How we built an engine that understands shallow work vs deep work

Hi folks, I m Nischey, Co-Founder and CTO of Invide

Invide is a community of 15000 remote developers est. 2016, we run various free growth programs and conferences notably Git Commit Show for devs from remote areas

Today I will provide you a sneak-peak through the technology implemented at Invide for Deep Work analytics. Invide has launched a product called Developer Diary, which is used for encouraging deep work in software engineering and cutting down distractions. Developer Diary also provides you detailed analytics on what areas you worked on, how much time was deep work time, how much time was idle, etc. But, first

What is Deep Work?

“Deep Work” is a term popularized by Prof. Cal Newport in his book “Deep Work - Rules for Focused Success in a Distracted World. An excerpt from his book

“Deep work is the ability to focus without distraction on a cognitively demanding task. It’s a skill that allows you to quickly master complicated information and produce better results in less time. Deep work will make you better at what you do and provide a sense of true fulfillment that comes from craftsmanship. In short, deep work is like a superpower in our increasingly competitive 21st-century economy.

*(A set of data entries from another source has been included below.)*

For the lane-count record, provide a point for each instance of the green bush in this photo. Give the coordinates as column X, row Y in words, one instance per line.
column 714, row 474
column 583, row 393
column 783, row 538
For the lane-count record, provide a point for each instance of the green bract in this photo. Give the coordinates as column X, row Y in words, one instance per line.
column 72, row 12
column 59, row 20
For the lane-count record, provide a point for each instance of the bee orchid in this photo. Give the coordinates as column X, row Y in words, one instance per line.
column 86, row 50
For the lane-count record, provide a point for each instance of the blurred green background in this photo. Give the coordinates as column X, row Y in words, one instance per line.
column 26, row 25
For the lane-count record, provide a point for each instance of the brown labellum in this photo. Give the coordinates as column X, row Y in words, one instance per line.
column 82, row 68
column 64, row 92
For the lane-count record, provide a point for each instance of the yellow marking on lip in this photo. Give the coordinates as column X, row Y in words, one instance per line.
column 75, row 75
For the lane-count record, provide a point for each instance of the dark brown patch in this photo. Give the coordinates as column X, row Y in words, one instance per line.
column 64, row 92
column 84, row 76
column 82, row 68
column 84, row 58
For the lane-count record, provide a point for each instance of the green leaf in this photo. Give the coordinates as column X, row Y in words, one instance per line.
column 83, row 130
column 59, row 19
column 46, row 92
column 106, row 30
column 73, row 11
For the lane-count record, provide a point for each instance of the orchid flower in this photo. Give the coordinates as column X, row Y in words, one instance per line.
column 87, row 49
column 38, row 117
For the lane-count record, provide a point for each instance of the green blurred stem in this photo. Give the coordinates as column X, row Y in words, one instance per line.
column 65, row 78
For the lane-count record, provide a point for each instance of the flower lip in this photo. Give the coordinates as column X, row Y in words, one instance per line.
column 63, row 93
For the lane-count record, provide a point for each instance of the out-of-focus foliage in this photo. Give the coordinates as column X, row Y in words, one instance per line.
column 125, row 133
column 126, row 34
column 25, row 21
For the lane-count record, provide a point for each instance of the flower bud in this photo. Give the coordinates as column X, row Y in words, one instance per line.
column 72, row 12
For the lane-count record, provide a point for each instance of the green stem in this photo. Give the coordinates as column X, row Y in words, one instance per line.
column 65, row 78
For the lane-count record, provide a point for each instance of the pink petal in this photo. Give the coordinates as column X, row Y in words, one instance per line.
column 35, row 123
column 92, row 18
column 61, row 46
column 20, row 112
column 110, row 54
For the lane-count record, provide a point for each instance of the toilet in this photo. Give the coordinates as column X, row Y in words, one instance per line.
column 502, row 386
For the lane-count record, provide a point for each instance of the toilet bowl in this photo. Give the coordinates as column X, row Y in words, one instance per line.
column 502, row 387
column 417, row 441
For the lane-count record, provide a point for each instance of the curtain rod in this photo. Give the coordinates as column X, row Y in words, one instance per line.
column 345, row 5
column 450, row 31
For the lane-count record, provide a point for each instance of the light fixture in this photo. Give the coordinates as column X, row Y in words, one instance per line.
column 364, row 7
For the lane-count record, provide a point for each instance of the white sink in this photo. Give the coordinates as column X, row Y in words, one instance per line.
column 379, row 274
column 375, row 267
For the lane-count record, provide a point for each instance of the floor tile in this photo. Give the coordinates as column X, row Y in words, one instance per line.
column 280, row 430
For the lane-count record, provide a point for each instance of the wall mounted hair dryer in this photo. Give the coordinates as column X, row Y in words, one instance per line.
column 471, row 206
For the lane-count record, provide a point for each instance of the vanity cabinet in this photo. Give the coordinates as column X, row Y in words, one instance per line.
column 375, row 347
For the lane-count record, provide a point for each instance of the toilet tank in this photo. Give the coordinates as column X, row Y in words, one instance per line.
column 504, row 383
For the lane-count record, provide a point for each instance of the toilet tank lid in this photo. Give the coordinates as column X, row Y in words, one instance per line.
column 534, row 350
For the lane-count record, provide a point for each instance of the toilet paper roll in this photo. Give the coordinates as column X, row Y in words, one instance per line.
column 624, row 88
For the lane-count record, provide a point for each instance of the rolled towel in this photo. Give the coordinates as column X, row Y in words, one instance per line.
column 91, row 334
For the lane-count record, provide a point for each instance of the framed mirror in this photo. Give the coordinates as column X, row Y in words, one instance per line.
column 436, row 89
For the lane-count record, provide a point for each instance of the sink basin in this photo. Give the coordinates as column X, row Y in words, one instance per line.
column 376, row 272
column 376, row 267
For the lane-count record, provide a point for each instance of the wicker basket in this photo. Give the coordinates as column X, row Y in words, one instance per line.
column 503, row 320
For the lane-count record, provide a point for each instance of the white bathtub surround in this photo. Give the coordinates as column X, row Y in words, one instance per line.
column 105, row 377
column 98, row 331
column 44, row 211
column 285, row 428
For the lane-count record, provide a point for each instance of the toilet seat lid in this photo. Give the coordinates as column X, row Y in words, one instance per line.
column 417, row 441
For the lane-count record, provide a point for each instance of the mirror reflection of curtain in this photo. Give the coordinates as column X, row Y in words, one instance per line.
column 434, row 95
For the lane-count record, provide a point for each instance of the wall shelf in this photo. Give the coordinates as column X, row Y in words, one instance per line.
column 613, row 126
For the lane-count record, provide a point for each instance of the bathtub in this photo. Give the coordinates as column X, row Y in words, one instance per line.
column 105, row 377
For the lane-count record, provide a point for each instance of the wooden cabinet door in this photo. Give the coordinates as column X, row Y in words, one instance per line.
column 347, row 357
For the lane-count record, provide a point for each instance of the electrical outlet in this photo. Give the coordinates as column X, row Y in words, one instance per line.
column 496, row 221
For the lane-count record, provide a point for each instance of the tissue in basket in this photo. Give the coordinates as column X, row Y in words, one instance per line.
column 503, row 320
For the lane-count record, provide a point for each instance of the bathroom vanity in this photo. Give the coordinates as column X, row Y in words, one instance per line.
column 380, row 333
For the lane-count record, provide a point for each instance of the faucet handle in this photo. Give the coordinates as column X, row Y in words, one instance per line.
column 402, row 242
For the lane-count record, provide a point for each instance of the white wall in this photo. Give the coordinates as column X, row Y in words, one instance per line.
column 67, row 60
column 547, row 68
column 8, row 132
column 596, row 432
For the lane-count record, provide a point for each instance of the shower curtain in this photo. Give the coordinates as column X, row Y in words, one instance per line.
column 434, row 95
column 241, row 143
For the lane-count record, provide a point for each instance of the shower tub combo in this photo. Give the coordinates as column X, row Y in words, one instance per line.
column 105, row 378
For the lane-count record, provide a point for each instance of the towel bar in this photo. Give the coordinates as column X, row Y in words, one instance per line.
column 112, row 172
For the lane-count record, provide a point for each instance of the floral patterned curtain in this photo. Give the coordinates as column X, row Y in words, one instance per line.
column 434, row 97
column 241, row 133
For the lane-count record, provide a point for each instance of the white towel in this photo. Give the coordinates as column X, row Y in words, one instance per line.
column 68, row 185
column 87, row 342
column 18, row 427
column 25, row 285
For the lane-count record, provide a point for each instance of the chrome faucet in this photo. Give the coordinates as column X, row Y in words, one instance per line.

And yet, most people have lost the ability to go deep—spending their days instead in a frantic blur of e-mail and social media, not even realizing there’s a better way.”

How does Invide distinguish between Deep Work vs Shallow Work?

Screenshot of the app

Developer Diary is a desktop app that provides a feature of Deep Work analytics. When you use this feature(by clicking "start focused work" and permitting it to analyze work), it collects basic information about a work session: the title of the currently open window and the application name. To ensure the privacy of the user, it does not collect any other data. By design, it proactively restricts any access to other data that would be privacy intrusive even if it would have made the analysis work easier. The challenge is

“With just window titles and application name, we have to compute the category of the work accurately(coding, documentation, coding research, personal, etc.), the probability that it's part of deep work, etc. Determining this requires an understanding of the semantics of the language. For example, if I'm watching “Java tutorial - Youtube”, most likely I m working on coding related research and it should be part of productive work, whereas if I'm watching a politics related meme video, it should be marked as personal work.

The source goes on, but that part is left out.